Он передал бинокль Аурелио, и тот жадно водил им по океану, отыскивая корабль. Нашел, завращал колесико регулятора, стараясь выделить корабль из дымки, поместить его в фокус, рассмотреть флаг на мачте.
– Глазам не верю! – Его смуглое, вечно сумрачное лицо посветлело, запекшиеся до черноты, негроидные губы раскрылись в молодой белозубой улыбке. – Быть не может!

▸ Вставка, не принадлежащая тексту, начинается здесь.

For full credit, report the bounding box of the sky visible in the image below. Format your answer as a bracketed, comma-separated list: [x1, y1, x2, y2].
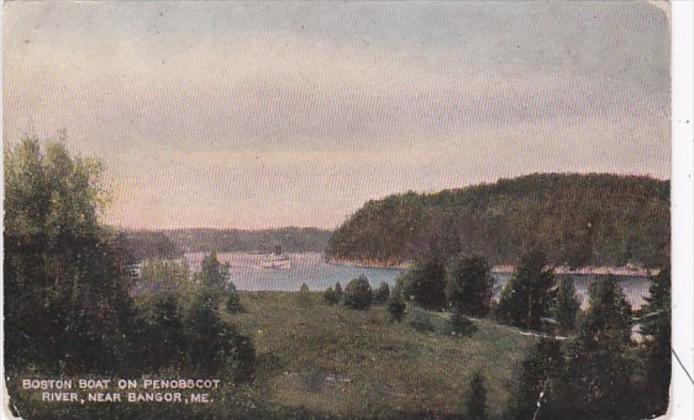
[3, 1, 670, 229]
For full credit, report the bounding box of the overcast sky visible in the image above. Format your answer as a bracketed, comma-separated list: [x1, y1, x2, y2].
[3, 1, 670, 228]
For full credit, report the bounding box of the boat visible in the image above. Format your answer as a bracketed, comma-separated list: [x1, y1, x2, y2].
[260, 245, 292, 270]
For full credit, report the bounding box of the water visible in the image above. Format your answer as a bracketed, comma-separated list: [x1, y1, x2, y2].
[185, 252, 651, 309]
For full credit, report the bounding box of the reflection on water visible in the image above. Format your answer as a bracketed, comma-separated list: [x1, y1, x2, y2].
[185, 252, 650, 309]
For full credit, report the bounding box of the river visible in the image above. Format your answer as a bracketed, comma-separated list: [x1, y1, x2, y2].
[185, 252, 651, 309]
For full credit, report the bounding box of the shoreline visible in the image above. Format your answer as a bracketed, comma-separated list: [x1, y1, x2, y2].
[324, 258, 660, 277]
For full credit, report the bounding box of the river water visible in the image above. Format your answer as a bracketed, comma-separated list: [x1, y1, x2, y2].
[185, 252, 651, 309]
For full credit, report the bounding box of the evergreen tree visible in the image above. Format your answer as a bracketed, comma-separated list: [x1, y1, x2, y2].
[398, 255, 446, 310]
[641, 267, 672, 415]
[463, 371, 488, 420]
[323, 287, 337, 305]
[335, 281, 344, 303]
[185, 288, 255, 381]
[567, 275, 634, 418]
[446, 256, 494, 316]
[505, 338, 564, 420]
[195, 251, 229, 290]
[374, 281, 390, 304]
[344, 274, 373, 309]
[553, 277, 581, 334]
[496, 250, 554, 330]
[387, 292, 406, 322]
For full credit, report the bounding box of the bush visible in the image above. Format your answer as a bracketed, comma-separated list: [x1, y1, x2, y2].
[323, 287, 337, 305]
[451, 307, 477, 335]
[296, 283, 311, 307]
[344, 274, 373, 309]
[446, 257, 494, 316]
[387, 293, 406, 322]
[410, 308, 435, 332]
[398, 251, 446, 310]
[374, 281, 390, 304]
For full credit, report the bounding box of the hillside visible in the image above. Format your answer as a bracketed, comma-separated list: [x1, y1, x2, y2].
[162, 227, 330, 252]
[326, 174, 670, 267]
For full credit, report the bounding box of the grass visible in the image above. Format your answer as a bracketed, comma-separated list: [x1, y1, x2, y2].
[225, 292, 533, 418]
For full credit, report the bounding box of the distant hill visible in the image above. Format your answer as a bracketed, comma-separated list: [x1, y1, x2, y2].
[326, 174, 670, 267]
[162, 227, 330, 252]
[120, 230, 183, 261]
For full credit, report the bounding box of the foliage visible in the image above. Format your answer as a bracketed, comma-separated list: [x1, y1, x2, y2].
[185, 287, 255, 381]
[326, 174, 670, 267]
[344, 274, 373, 309]
[323, 286, 337, 305]
[552, 277, 581, 334]
[296, 283, 311, 307]
[451, 306, 477, 335]
[386, 293, 406, 322]
[374, 281, 390, 304]
[4, 138, 133, 373]
[446, 256, 494, 316]
[496, 249, 554, 330]
[335, 281, 344, 303]
[398, 254, 446, 309]
[463, 371, 488, 420]
[641, 267, 672, 414]
[194, 251, 229, 290]
[506, 339, 564, 420]
[567, 276, 633, 417]
[160, 227, 330, 252]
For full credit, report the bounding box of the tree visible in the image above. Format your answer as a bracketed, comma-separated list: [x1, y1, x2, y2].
[185, 288, 255, 382]
[398, 255, 446, 310]
[225, 282, 243, 314]
[335, 281, 343, 303]
[553, 277, 581, 333]
[446, 256, 494, 316]
[296, 283, 311, 307]
[451, 306, 477, 335]
[463, 371, 487, 420]
[387, 293, 406, 322]
[568, 275, 634, 418]
[344, 274, 373, 309]
[374, 281, 390, 304]
[195, 251, 229, 290]
[496, 250, 554, 330]
[4, 137, 134, 374]
[505, 338, 564, 420]
[641, 267, 672, 415]
[323, 287, 337, 305]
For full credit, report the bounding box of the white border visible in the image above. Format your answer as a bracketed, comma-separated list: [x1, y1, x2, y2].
[666, 1, 694, 420]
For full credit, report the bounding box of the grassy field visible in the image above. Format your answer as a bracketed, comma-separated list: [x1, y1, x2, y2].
[227, 292, 532, 418]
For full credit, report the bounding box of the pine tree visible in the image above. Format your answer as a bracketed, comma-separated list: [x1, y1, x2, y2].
[496, 250, 554, 330]
[323, 287, 337, 305]
[553, 277, 581, 334]
[399, 251, 446, 310]
[446, 257, 494, 316]
[387, 292, 406, 322]
[568, 275, 634, 418]
[374, 281, 390, 304]
[641, 267, 672, 415]
[463, 372, 488, 420]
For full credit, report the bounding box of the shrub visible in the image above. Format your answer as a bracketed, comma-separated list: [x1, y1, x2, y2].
[410, 308, 435, 332]
[374, 281, 390, 304]
[387, 293, 406, 322]
[344, 274, 373, 309]
[398, 256, 446, 309]
[323, 287, 337, 305]
[451, 306, 477, 335]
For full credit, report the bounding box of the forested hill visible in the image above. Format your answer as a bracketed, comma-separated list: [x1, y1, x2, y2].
[326, 174, 670, 267]
[121, 227, 330, 260]
[162, 227, 330, 252]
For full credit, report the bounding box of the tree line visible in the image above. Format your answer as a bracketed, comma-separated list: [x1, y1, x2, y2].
[326, 174, 670, 267]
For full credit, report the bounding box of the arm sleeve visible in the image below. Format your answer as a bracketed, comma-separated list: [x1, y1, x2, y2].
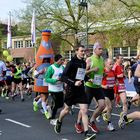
[61, 62, 75, 85]
[45, 66, 57, 84]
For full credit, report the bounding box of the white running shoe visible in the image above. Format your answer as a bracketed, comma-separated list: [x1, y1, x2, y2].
[107, 123, 115, 131]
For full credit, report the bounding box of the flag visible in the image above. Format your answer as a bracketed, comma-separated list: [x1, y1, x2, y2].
[31, 11, 36, 45]
[7, 12, 12, 49]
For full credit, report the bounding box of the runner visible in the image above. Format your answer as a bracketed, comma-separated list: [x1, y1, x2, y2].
[0, 60, 6, 113]
[11, 63, 24, 102]
[128, 55, 140, 109]
[45, 54, 64, 125]
[54, 46, 96, 140]
[33, 58, 52, 119]
[113, 54, 129, 127]
[85, 42, 105, 133]
[102, 58, 115, 131]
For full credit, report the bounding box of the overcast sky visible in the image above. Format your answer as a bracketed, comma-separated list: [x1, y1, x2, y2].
[0, 0, 25, 20]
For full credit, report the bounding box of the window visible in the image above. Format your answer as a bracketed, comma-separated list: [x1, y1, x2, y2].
[130, 47, 137, 57]
[14, 41, 23, 48]
[25, 40, 32, 48]
[64, 51, 75, 60]
[113, 48, 121, 57]
[121, 47, 128, 57]
[3, 42, 7, 49]
[113, 46, 137, 58]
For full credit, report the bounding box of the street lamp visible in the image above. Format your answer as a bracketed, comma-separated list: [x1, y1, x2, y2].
[79, 0, 88, 48]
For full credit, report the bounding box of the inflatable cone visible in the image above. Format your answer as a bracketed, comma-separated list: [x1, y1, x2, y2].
[34, 30, 54, 93]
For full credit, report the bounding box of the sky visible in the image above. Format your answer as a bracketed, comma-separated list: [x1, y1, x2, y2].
[0, 0, 25, 20]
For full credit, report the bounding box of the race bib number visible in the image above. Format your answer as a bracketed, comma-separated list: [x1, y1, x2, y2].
[107, 77, 115, 88]
[118, 84, 126, 92]
[6, 71, 12, 76]
[93, 74, 103, 85]
[43, 79, 48, 86]
[75, 68, 86, 80]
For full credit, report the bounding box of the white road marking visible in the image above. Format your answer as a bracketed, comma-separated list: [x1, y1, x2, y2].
[5, 118, 31, 128]
[74, 106, 120, 117]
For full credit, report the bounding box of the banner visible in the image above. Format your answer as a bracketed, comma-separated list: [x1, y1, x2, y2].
[7, 12, 12, 49]
[31, 11, 36, 46]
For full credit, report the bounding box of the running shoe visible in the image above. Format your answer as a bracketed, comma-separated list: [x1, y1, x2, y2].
[50, 119, 57, 125]
[96, 116, 101, 123]
[88, 123, 99, 133]
[54, 120, 62, 134]
[107, 123, 115, 131]
[116, 104, 122, 108]
[118, 112, 125, 129]
[84, 133, 96, 140]
[44, 111, 50, 119]
[75, 123, 84, 134]
[128, 101, 131, 109]
[47, 105, 52, 119]
[102, 113, 109, 122]
[125, 119, 134, 125]
[33, 101, 38, 112]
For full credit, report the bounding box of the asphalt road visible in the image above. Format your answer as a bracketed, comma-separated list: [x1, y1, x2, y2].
[0, 94, 140, 140]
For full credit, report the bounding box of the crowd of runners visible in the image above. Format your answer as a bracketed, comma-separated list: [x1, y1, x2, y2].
[0, 42, 140, 140]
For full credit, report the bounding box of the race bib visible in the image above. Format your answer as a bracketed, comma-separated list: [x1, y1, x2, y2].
[107, 77, 115, 88]
[93, 74, 103, 85]
[43, 79, 48, 86]
[6, 71, 12, 76]
[75, 68, 86, 80]
[118, 84, 126, 92]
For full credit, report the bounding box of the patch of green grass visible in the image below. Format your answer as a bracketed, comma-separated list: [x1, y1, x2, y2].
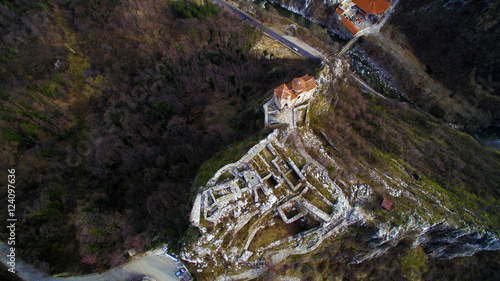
[195, 130, 265, 186]
[400, 247, 428, 280]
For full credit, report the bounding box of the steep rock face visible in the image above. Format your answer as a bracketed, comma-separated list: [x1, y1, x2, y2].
[390, 0, 500, 126]
[264, 0, 500, 127]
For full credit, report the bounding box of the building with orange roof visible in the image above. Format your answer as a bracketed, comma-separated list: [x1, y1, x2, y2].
[352, 0, 392, 15]
[273, 75, 316, 110]
[340, 15, 359, 35]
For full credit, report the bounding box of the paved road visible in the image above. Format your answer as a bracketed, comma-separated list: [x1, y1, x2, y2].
[0, 243, 182, 281]
[212, 0, 321, 58]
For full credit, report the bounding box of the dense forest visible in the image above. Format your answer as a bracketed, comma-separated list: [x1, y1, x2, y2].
[0, 0, 318, 273]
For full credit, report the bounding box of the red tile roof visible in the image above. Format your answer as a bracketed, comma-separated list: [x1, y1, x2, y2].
[382, 198, 392, 211]
[302, 74, 316, 91]
[274, 84, 292, 99]
[352, 0, 392, 15]
[292, 78, 306, 94]
[340, 16, 359, 35]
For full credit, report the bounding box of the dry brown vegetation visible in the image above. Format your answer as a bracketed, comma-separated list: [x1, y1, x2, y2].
[0, 0, 317, 273]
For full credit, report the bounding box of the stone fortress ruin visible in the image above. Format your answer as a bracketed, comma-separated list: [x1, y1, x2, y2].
[183, 130, 348, 268]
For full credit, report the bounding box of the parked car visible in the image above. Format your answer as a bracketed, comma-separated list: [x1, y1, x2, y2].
[175, 268, 186, 277]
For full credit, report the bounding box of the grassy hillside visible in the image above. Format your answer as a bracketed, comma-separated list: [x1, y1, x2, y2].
[0, 0, 317, 273]
[254, 61, 500, 280]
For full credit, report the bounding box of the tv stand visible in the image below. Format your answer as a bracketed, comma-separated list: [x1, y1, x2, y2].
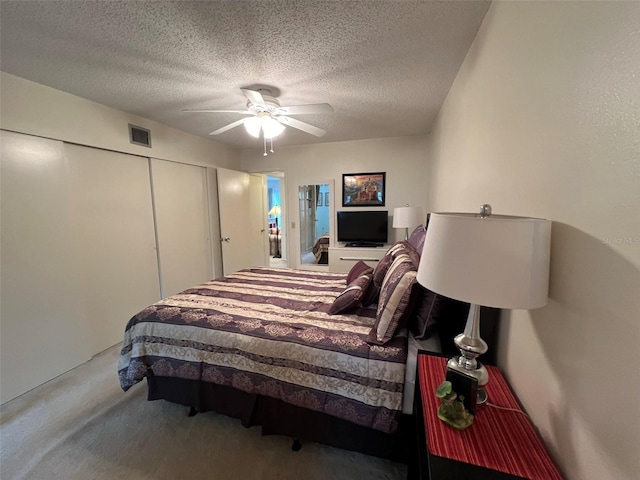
[329, 245, 387, 272]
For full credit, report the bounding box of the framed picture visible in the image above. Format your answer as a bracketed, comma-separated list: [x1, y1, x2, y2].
[342, 172, 386, 207]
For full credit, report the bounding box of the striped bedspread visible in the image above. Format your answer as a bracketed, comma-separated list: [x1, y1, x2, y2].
[118, 267, 407, 432]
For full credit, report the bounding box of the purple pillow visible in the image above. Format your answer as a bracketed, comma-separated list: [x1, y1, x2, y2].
[367, 254, 417, 345]
[329, 273, 371, 315]
[347, 260, 373, 285]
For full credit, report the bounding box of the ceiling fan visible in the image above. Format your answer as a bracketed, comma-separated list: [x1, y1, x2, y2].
[182, 88, 333, 140]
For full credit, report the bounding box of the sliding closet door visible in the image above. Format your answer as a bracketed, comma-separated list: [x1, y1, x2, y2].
[151, 159, 213, 297]
[0, 132, 91, 403]
[64, 144, 160, 353]
[217, 168, 252, 275]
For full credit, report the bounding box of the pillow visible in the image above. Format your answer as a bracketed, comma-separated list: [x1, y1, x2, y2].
[362, 240, 420, 306]
[409, 282, 447, 340]
[347, 260, 373, 285]
[329, 273, 371, 315]
[409, 225, 427, 255]
[367, 254, 417, 345]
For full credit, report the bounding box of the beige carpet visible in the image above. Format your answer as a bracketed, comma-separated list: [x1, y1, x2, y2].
[0, 347, 406, 480]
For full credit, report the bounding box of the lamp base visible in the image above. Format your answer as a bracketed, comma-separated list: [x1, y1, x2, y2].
[447, 356, 489, 405]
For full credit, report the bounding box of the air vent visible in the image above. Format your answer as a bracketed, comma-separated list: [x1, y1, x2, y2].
[129, 124, 151, 147]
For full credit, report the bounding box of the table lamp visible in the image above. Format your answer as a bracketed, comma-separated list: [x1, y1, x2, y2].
[263, 205, 282, 258]
[417, 205, 551, 403]
[393, 205, 424, 240]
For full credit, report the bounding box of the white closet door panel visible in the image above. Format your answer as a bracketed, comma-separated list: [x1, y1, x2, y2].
[64, 144, 160, 353]
[249, 173, 269, 266]
[217, 168, 252, 275]
[151, 159, 213, 297]
[0, 132, 91, 403]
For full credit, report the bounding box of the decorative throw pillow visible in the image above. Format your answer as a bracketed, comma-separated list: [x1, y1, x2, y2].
[362, 240, 420, 306]
[409, 282, 446, 340]
[347, 260, 373, 285]
[329, 273, 371, 315]
[367, 254, 417, 345]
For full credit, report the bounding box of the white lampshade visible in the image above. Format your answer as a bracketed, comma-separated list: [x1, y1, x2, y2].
[393, 206, 424, 228]
[418, 213, 551, 309]
[267, 205, 280, 215]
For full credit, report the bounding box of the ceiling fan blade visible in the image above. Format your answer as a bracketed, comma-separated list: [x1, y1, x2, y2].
[276, 117, 327, 137]
[278, 103, 333, 115]
[240, 88, 267, 107]
[180, 108, 253, 115]
[209, 119, 244, 135]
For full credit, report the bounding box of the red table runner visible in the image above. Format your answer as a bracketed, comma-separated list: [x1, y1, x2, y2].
[418, 355, 562, 480]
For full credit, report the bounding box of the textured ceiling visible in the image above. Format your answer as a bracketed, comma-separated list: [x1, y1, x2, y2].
[0, 0, 489, 148]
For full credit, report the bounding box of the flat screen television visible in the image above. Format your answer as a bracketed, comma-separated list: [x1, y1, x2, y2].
[337, 210, 389, 247]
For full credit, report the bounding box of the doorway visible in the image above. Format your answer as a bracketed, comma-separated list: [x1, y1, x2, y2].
[265, 172, 288, 267]
[298, 183, 331, 268]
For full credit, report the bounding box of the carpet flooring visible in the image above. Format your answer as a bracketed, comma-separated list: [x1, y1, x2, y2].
[0, 346, 407, 480]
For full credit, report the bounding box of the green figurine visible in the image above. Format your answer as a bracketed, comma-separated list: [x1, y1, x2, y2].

Белосельцев принял от него тяжелый, в шершавом кожухе со стертыми медными кромками бинокль. Среди хрустальных призм и голубых выпуклых стекол заструился, засверкал океан. На блестящей фольге и жидкой ртути, дрожащий, трепетный, окруженный сиянием, в крохотных драгоценных радугах, возник корабль. Он был запаян в огромный светлый кристалл мира. Переливался в нем, окруженный спектральными линиями. Были видны сомкнутые носовые створы, перед которыми мерцал едва различимый бурун. Серая невысокая рубка с дрожащим слюдяным воздухом над горячей трубой. Тонкое носовое орудие. Глубинные бомбометы. Черные воздетые стрелки зенитно-ракетных комплексов. Над рубкой, среди хрупких штырей и сеток, на заостренной мачте волновался, пропадал, опять возникал узнаваемый военно-морской флаг, от вида которого радостно дрогнуло сердце. На мгновение Белосельцев потерял из вида корабль. Испугался, что это мираж, созданный из лучей и туманов. Вновь отыскал его на серебряном волнистом просторе. Счастливо созерцал совершенные формы. Переносил образ корабля из океанского разлива в хрустальную глубину бинокля, в дрожащие зрачки, в глубину своего дышащего счастливого сердца.
– Посмотри, Ричард. – Он передал бинокль Мак-виллену, наблюдая за тем, как чуткие пальцы вращают ребристое колесико. По загорелому лицу Маквиллена пробежала неуловимая судорога, словно в это лицо бесшумно ударил налетевший образ корабля. Отпечатался на нем рубкой, бомбометами, стальными створами, за которыми притаился десант.